Hass, Hetze und Desinformation: Das Internet wird mehr denn je zum toxischen Ort. Social-Media-Unternehmen sind in der Verantwortung, Hate Speech und Fake News einzudämmen – doch der Hass lohnt sich für sie.

Geschäftsmodell Hass: Social-Media-Unternehmen wie X schüren Hate Speech, weil sie davon profitieren.
Foto: IMAGO / NurPhoto

Ich finde es in diesen Wochen kaum erträglich, in den sozialen Medien unterwegs zu sein. Hass, Hetze und Desinformation sind allgegenwärtig. Dabei bin ich nicht einmal besonders betroffen (außer natürlich als Frau vom immer gegenwärtigen Sexismus). Für andere muss das Internet ein noch toxischerer Ort sein. Im Kontext des Hamas-Terrorangriffs und des Israel-Gaza-Krieges sind vor allem Antisemitismus und Rassismus auf Social-Media-Plattformen stark angestiegen. Zusätzlich finden Falschinformationen weite Verbreitung. Insbesondere X (ehemals Twitter) ist zu einer Fake-News-Schleuder geworden – so sehr, dass die EU-Kommission sogar ein Verfahren eingeleitet hat. Der Eigentümer von X, Elon Musk, empfiehlt auf seiner Plattform seinen über 150 Millionen Followern gar höchstpersönlich, sich über den Krieg bei Accounts zu informieren, die Desinformation und blanken Antisemitismus verbreiten. Davon können ihn nicht einmal seine eigenen Leute abhalten, denn die sind gar nicht mehr da: Nachdem Musk Twitter übernahm, hatte er massenhaft Mitarbeitende gefeuert, die dafür zuständig waren, Inhalte zu moderieren und organisierte Desinformation aufzudecken.

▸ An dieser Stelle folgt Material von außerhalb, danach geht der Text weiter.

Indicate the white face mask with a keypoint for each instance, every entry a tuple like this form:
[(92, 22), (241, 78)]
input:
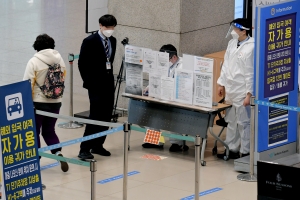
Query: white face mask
[(234, 35), (107, 33)]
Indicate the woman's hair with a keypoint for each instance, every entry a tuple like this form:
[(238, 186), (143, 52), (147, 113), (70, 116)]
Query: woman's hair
[(42, 42)]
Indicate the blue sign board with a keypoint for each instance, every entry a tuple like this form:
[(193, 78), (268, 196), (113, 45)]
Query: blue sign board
[(20, 174), (277, 40)]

KI darf nicht das letzte Wort haben

Das ist das erste Problem: Um Kosten zu sparen, versuchen die Unternehmen, echte Menschen durch Künstliche Intelligenz zu ersetzen. Diese kann zwar dabei helfen, die unendlichen Weiten des Internets nach problematischen Hasspostings zu durchsuchen. Sie darf aber nicht das letzte Wort haben. Denn weder erkennen aktuelle KI-Systeme alle problematischen Inhalte, noch sind alle Inhalte, die sie für problematisch halten, das auch wirklich. Außerdem ist – wie überall, wo KI eingesetzt wird – Diskriminierung ein großes Problem.

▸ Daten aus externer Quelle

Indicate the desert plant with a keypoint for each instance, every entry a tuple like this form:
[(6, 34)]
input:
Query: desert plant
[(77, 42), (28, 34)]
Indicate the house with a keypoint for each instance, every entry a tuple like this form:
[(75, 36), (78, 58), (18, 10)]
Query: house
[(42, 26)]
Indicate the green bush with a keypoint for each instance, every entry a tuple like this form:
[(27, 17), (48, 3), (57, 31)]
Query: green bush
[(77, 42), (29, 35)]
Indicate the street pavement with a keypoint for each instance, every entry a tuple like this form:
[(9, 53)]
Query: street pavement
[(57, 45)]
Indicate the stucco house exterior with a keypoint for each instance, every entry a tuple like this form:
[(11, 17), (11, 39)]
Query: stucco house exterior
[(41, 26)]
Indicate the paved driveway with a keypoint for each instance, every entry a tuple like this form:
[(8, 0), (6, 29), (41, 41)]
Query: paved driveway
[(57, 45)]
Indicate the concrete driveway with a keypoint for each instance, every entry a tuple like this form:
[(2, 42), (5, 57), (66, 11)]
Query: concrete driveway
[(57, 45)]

So musste sich Meta, das Unternehmen hinter Facebook und Instagram, erst vor wenigen Wochen entschuldigen. Seine Übersetzung hatte Selbstbeschreibungen von Nutzer*innen, die die arabischen Begriffe für „Palästinenser*in“ und „Lob sei dem Herrn“ enthielten, automatisch um das Wort „Terrorist“ ergänzt. Solche Fehler können anti-muslimischen Rassismus anheizen.

Algorithmen bevorzugen polarisierende Inhalte

Das zweite Problem: Die Algorithmen sozialer Medien sind darauf ausgelegt, die Nutzer*innen möglichst lange auf der Plattform zu halten und Interaktionen zu maximieren. Auf diese Weise können viele Daten über die Menschen gesammelt werden, die dabei helfen, möglichst zielgerichtete Werbung anzuzeigen. Zudem können natürlich umso mehr Werbeanzeigen eingeblendet werden, je länger eine Person sich auf der Plattform aufhält.

Lena Rohrbach arbeitet bei Amnesty International Deutschland. Im Campact-Blog schreibt sie zum Thema Menschenrechte. Lies hier alle ihre Beiträge:

Da polarisierende, hasserfüllte und aufstachelnde Inhalte viel Aufmerksamkeit erregen, werden sie von den Algorithmen, die darüber entscheiden, was Nutzer*innen zu sehen bekommen, bevorzugt. Zum Verhängnis wurde das beispielsweise den Rohingya in Myanmar. In den Monaten vor ihrer gewalttätigen Vertreibung aus Myanmar wurde Facebook mit Falschinformationen und Aufrufen zur Gewalt gegen die Rohingya geflutet. Eine von den Vereinten Nationen entsandte unabhängige Untersuchungskommission kam zu dem Schluss, dass die sozialen Medien in dem Land eine „signifikante Rolle“ für die Verbrechen gespielt haben. Heute ist die Mehrheit der überlebenden Rohingya in Flüchtlingslagern gestrandet, während Meta weiterhin vom selben Geschäftsmodell profitiert.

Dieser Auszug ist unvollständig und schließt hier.